Profitability is based on net revenue and total revenue for a given product. It represents the revenue from sales. Profitability takes into account the net income and the investment in the product. It marks the return on the company's long-term investment. The formula looks like this: net profit ÷ total revenue x 100.




For example, to obtain the net profit generated by your company, we would have the following account: 3,000 (net profit) ÷ 12,000 (total revenue) x 100 = 25%. Basically, it is as if every R$ 100.00 generated would generate R$ 25.00 profit.
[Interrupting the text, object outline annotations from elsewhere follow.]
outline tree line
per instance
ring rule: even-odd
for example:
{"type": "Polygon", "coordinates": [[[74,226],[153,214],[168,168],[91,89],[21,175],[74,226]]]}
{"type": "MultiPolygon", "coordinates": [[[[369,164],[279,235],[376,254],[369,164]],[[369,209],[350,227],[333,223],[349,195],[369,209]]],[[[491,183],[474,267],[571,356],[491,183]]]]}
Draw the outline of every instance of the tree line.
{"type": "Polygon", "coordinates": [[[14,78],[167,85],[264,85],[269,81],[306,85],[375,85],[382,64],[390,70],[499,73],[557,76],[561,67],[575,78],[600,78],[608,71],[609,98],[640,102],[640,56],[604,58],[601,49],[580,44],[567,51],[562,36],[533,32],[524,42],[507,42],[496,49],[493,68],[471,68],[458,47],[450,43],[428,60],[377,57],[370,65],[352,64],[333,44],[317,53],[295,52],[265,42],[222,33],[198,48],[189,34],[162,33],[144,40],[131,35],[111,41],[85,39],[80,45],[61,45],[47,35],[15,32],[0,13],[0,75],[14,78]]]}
Profitability, on the other hand, is a measure of the financial return on an investment, whether fixed income or a bank. The formula is: net profit ÷ investment in the business x 100.




For example, a person uses an amount of 35 thousand reais to open his own company and the business starts having a monthly net profit of 3.5 thousand reais per month. In this case we know that the monthly profitability of this company is 10%.




So in short, profitability correlates the net profit with the total revenue of the business, while profitability correlates the same profit with the amount invested in the company to find out if it is really worth it.




But the question is: how does this impact your business?


In addition to knowing how the health of your company is, you can make decisions that positively impact it, improving performance, making it not only cover expenses, costs and expenses, but also bring a return of income and financial growth.




So, is your company earning the necessary income?